The contract was in an implementation phase ahead of full commencement in July 2023 and River Ridge asked for a voluntary standstill. This was refused on the basis that a delay to implementation would disrupt Arc 21 and the winning bidder. River Ridge therefore applied for an interim injunction to prevent the award and the continued implementation of the waste contract until the court determined a formal challenge seeking a declaration of ineffectiveness and damages (which was issued at the same time).

ARC 21 and the winning bidder resisted the application for the interim injunction. They stated that where a DPS is used there are no requirements under the Regulations to publish a standstill notice or observe a standstill period — and therefore no automatic suspension was available, even where proceedings are issued.

 

Can the Court grant injunctive relief in public procurement matters?

The Court noted that the effect of the statutory scheme in the Regulations is that — when an automatic suspension is in place — the contracting authority must apply to have it lifted (Regulations 95 and 96). In contrast, when no automatic suspension is in place, the unsuccessful bidder must apply for injunctive relief. In each case, however, injunctive relief will only be granted or continue if the court considers it appropriate in accordance with the long-established American-Cyanamid principles.

The Court considered that the wording of Regulation 96 stated that “this regulation does not prejudice any other powers of the court” and therefore specifically recognises and preserves the inherent power of the Court to grant injunctive relief, even in cases where there is no automatic statutory suspension pursuant to Regulation 95.

The Court further noted that, although the scheme under Regulation 98 restricts the remedies that the court can impose when the contract has been entered into, this regulation applies only to final orders (not interim ones).

While the Court had the power to grant the interim injunction, it didn’t consider that the circumstances of the case warranted the use of such power.

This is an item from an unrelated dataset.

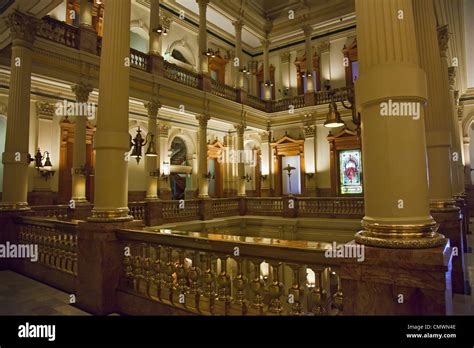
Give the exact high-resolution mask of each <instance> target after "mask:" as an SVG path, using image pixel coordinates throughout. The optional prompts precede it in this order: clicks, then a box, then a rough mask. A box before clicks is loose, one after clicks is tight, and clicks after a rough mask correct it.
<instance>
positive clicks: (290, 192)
mask: <svg viewBox="0 0 474 348" xmlns="http://www.w3.org/2000/svg"><path fill="white" fill-rule="evenodd" d="M295 169H296V168H295V167H292V166H290V165H289V164H288V165H287V166H286V167H285V168H283V170H286V171H288V183H289V184H290V195H291V180H290V177H291V171H292V170H295Z"/></svg>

When looking at the balance of convenience, the Court determined that if it were to grant the injunction, an irredeemable disadvantage would accrue to the successful bidder.

 

Five key learnings

  1. Until the Procurement Act 2023 comes into effect (with its own test), the American-Cyanamid test continues to be used to determine applications for remedies.
  2. In most cases, the courts will only consider losses suffered by the unsuccessful bidder when determining the adequacy of damages. Losses suffered by intra-group companies will only be considered in exceptional circumstances.
  3. Companies must be aware of the disadvantages of using special purpose vehicles to bid in public procurement tender processes (as well as the advantages).
  4. When seeking to substantiate for asserted losses for the adequacy of damages, claimants should provide robust and clear evidence.
  5. Even without the statutory right to automatic suspension, the courts may consider the granting of interim injunctive relief.